Figure 1. Number of species positively and negatively affected by the proportion of native vegetation across two scales. A subset of of species (n=30), which occurred in >5 survey locations was used for this analysis
Chimango caracara (Milvago chimango). Photo credit: A. Muñoz-Sáez

What does this mean for conservation?

This study is an important contribution to the field of agroecology, showing the importance of retaining native vegetation fragments within vineyards to help conserve bird species. Without these remnants, many endemic, insectivorous and granivorous species would disappear from these landscapes, leaving a much more uniform community behind.

Losing bird species from agricultural landscapes, such as vineyards, does not only compromise the species’ conservation, decreases aesthetic value of the landscape but could also have negative consequences for wine grape production. Insectivorous bird species, such as the House Wren Troglodytes aedon, Tit-Spinetail Leptasthenura aegithaloides or Tufted Tit-tyrant Anairetes parulus, were present within vineyards with remnants of native vegetation and they may provide an ecosystem service in the form of biological pest control, helping to control pest outbreaks within grapes and positively impact grape production.
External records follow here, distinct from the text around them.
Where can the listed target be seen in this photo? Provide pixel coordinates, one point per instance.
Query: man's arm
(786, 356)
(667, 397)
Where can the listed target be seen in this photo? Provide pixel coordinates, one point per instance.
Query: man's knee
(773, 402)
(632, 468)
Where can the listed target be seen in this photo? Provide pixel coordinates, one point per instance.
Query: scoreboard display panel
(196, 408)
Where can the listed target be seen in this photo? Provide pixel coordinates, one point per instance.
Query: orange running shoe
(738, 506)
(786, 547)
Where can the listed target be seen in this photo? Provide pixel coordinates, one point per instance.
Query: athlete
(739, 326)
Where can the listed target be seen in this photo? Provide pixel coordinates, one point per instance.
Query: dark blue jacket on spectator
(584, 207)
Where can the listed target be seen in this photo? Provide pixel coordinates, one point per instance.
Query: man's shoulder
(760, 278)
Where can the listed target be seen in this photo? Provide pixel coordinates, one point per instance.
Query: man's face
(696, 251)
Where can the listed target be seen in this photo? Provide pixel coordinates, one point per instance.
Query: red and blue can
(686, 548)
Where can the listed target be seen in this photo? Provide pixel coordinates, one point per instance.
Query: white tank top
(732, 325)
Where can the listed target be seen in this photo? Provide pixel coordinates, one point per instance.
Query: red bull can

Worryingly, a common and a frequently observed trend is the negative impact of agricultural land on endemic species. In this system, two-thirds of endemic species were more frequently recorded within native vegetation than within vineyards. This could be due to the species’ characteristics as here, many endemics (e.g. Dusky-tailed Canastero Pseudasthenes humicola, Dusky Tapaculo Scytalopus fuscus) had low dispersal potential due to low relative mobility, meaning that they are more restricted to native vegetation patches. Such species are likely to disappear with disappearing native vegetation, further highlighting the importance for protecting remnant vegetation within vineyards, and large patches surrounding agricultural landscapes.

Link to SUFICA

At SUFICA, we are carrying out similar research within Brazilian fruit production systems and Andrés performed the baseline bird monitoring within with SUFICA farms. Our aims are to study bird communities across grape, mango farms and the native habitat of Caatinga to better understand how intensive fruit production affects bird communities. Secondly, we aim to understand the impact of bird species on grape production, namely their contributions to biological pest control and damage to grapes. This work is being carried out with the aim to inform evidence-based management practices that benefit both the production and biodiversity conservation.